Activities over the weekend ranged from barbecues to lectures. Before the ribbon-cutting, members of the college community surprised attendees by dashing into the atrium for an unannounced flash mob. They danced to disco and pop hits and earned a hearty round of applause from onlookers before Warnick and Michael Kotlikoff, university provost and former dean of the college, gave their remarks.
In addition to tours of the facilities, like the farrier shop and the brand-new Small Animal Community Practice, attendees were treated to overviews of the college’s impact at home and abroad and a “Top Five” update from Warnick.
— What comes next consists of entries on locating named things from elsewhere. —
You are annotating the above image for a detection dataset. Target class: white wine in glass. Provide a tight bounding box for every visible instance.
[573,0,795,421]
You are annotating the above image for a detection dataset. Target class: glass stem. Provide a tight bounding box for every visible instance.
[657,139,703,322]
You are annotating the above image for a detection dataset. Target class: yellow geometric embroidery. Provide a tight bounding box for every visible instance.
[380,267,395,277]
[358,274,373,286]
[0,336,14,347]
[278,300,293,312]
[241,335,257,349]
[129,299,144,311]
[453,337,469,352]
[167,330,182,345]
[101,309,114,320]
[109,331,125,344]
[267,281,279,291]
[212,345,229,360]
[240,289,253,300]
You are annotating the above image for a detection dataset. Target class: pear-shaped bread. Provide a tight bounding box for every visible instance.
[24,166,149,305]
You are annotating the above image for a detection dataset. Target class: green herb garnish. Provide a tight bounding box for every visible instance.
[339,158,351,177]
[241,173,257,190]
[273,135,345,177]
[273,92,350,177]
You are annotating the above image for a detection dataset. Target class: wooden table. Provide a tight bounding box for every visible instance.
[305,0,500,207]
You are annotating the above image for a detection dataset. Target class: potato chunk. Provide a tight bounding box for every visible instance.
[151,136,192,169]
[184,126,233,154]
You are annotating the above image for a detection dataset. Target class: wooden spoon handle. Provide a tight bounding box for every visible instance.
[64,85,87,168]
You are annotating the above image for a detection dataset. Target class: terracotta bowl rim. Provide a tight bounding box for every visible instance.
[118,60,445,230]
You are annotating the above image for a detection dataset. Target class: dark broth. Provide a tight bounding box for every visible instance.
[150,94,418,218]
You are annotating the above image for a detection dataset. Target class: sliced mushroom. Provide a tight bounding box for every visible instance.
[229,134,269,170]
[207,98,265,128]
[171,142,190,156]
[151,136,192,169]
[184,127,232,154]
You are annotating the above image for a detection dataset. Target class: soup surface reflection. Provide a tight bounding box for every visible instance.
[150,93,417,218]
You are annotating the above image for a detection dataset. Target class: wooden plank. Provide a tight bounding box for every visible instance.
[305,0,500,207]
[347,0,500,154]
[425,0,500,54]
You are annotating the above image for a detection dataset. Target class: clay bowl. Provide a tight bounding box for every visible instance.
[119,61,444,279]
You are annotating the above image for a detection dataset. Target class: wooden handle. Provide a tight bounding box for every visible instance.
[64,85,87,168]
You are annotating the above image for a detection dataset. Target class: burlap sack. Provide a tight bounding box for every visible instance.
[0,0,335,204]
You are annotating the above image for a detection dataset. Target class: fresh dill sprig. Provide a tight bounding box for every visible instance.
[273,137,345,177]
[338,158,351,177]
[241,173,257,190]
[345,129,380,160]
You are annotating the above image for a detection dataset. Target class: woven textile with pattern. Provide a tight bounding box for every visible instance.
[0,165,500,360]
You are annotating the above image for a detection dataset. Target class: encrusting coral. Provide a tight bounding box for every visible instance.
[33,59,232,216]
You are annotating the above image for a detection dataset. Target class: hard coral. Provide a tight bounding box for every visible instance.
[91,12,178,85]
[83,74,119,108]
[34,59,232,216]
Many participated in a game of CVM Jeopardy, in which attendees tested their knowledge of the college’s history and notable persons. Howard Evans, emeritus professor of anatomy with over 70 years of experience, filled the renovated lecture hall for his “Tails of Natural History” talk, where he shared his vast collection of specimens with the audience.
No veterinary college reunion could be complete without the animals. Minnie the miniature horse—the college’s unofficial mascot—joined dogs from the Cornell Companions, a llama, a parrot named Izzy and many other pets for a family-friendly Festival of the Animals meet-and-greet in the atrium.
In his Friday remarks, Warnick described the unique role that the College of Veterinary Medicine plays for current and former students at Cornell: “Our students are able to take advantage of the vast array of resources the university provides, while simultaneously experiencing the close-knit CVM community, before joining a strong, dedicated network of accomplished and exceptionally well-trained Cornell Vet alumni.”